About Keiko Fukuda
Fukuda was born into an upper-class samurai family in Tokyo, where the traditional path for women was to marry and bear children. But Fukuda’s life was predestined differently two generations earlier when her grandfather (a jiujitsu master) became the first teacher for Jigoro Kano, who then went on to develop a new era of martial arts by creating judo.
When she was 21, Fukuda was invited by judo’s founder, Jigoro Kano, to join the newly formed women’s division of the Kodokan (the home of judo). Kano was a visionary and encouraged women to throw one another around on judo mats at a time when most women dared not bare their legs. Kano’s untimely death in 1938 left female judo students at the mercy of the old-fashioned, sexist Kodokan Judo Institute for several decades.

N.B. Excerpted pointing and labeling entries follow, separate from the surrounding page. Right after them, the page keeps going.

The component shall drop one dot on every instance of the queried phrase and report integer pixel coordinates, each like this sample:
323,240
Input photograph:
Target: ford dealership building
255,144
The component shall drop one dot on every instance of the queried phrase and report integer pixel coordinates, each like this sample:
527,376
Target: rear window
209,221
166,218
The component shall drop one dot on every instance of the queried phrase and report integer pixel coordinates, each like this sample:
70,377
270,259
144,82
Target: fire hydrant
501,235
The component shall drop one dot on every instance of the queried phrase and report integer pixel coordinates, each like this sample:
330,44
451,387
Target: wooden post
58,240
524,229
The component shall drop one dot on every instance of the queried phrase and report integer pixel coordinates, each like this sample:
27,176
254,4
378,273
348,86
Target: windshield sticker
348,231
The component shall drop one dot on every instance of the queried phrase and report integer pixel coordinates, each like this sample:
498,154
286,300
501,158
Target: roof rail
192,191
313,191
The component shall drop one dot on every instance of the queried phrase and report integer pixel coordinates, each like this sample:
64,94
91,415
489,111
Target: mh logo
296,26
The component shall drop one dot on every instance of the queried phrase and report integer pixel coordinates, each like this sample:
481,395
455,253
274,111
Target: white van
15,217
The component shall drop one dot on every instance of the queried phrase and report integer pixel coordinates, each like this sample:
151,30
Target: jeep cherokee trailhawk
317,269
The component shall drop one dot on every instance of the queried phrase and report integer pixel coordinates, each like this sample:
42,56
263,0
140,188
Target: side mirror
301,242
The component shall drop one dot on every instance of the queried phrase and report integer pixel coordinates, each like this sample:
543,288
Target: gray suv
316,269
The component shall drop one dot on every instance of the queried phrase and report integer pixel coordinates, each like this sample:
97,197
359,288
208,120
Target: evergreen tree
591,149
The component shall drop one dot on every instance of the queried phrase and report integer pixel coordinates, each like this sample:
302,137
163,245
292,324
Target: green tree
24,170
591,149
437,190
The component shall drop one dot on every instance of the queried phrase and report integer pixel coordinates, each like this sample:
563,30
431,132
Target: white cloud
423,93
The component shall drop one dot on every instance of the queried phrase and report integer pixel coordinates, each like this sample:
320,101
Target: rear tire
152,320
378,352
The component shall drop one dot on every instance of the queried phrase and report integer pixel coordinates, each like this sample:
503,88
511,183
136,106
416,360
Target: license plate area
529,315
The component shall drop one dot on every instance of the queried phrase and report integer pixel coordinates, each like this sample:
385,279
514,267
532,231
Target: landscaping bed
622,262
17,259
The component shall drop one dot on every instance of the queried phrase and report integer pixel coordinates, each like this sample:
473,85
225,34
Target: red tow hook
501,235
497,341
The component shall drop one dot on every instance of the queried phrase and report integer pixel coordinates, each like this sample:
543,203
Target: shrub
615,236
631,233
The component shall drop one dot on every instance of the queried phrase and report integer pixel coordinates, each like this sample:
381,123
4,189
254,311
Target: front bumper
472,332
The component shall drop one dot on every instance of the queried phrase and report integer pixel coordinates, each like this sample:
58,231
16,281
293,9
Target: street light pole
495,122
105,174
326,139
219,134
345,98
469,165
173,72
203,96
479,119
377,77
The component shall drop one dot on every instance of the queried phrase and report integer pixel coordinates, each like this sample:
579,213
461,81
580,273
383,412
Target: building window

During WWII, Fukuda braved the streets of firebombed Tokyo and commuted daily to teach her beloved judo classes. Kano had charged his students with going abroad and expanding the world of judo. Fukuda had already made a lifetime commitment to judo and took this on. Soon after the war ended, she was invited to the U.S. to teach judo. This opened up a new world for her and she taught judo to women and brought a skill level unmatched in the western world. She settled in San Francisco during the height of the women’s movement and soon opened her own judo dojo (studio). Fukuda became friends with one of her students, Dr. Shelley Fernandez, who was the president of NOW in San Francisco. Fernandez took on the cause of judo inequality for women and petitioned the Kodokan to promote Fukuda to 6th degree after she was frozen at 5th degree for 30 years. (1972) Forty years later she became one of only four living, to hold the rare honor of 10th degree.
Fukuda Sensei passed away on February 9, 2013. She was 99 years old, and had taught judo in San Francisco until just before her death. She was last disciple of judo’s founder, Jigoro Kano.